Nowadays, most of us have access to large volumes of information, particularly in the form of text. This wealth of written data is useful when looking for specific information. However, when the goal is to summarise what unlabelled text is actually about, the size of a dataset necessitates the use of automated solutions for categorisation.
This task may be approached using the Natural Language Processing (NLP) field of computer science that is concerned with computational methods of processing and interpreting large collections of natural language text. Provided one has access to a sufficient amount of labelled data, the task of text classification becomes a relatively easy problem to solve. However, when no labelled data is available, the unsupervised method for discovering semantic structures in text is the only option available. This blogpost gives a taste of topic modelling and uses a simple example to illustrate how to interpret the results obtained with one of the popular topic modelling methods.
One of the interpretations of topic in linguistics defines it as the focus of a discussion. For example, when you hear a conversation about someone celebrating a victory with their shoe on a podium, you might be able to piece together that the discussion is about motorsport. For humans this is a relatively simple task, given some level of general knowledge and experience. For a computer, however, this task is less simple, given the absence of the ontological knowledge required to infer the relationship between the meaning of words and the underlying concepts.

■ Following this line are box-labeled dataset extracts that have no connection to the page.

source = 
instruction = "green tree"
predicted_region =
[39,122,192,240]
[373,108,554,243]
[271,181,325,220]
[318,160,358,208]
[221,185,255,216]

NLP methods identify topics as semantic structures in a text, discovered primarily using statistical information gathered from a given dataset. One of the commonly used topic modelling approaches is Latent Dirichlet Allocation (LDA) , on which this blogpost focuses. In LDA, a topic is defined as a computationally derived distribution of relatively similar words. These are sourced from input documents and aggregated using statistical and probabilistic methods. For example, the words “card”, “credit”, “pay”, “check”, “month”, “update”, “paid” and “confirm” may be identified to constitute a topic by a topic model and can be grouped under a label such as payments/credit card details. Unfortunately, if no labelled data is available for label assignment, the results of topic modelling require further interpretation by humans.
Getting a solid grasp on the theoretical foundations of the LDA method requires careful reading and reflection on the original paper. However, a working understanding of the concept can be gained with the aid of illustrative examples. This introduction provides a good starting point. This blog post provides an alternative example for understanding the main idea of topic modelling with LDA.
Before going any further, let’s recap that a document is represented as a blend of topics and a topic is a blend of relevant words. Imagine there’s a hungry (both literally and for knowledge) individual called Bob, who is seeking to crack the secret of restaurants from the Michelin Red Guide, specifically trying to understand what types of cuisine make them successful. It is cost prohibitive to dine in every restaurant, so Bob resorts to other means. He knows that the LDA model is not applicable only to text and has found applications in bioinformatics  and image classification , so he thinks it might also prove useful in his endeavour. Bob recognises the analogy – a restaurant’s menu (document) is a blend of dishes types (topics), and a dish is a blend of ingredients (words), and hence concludes that the LDA model seems applicable.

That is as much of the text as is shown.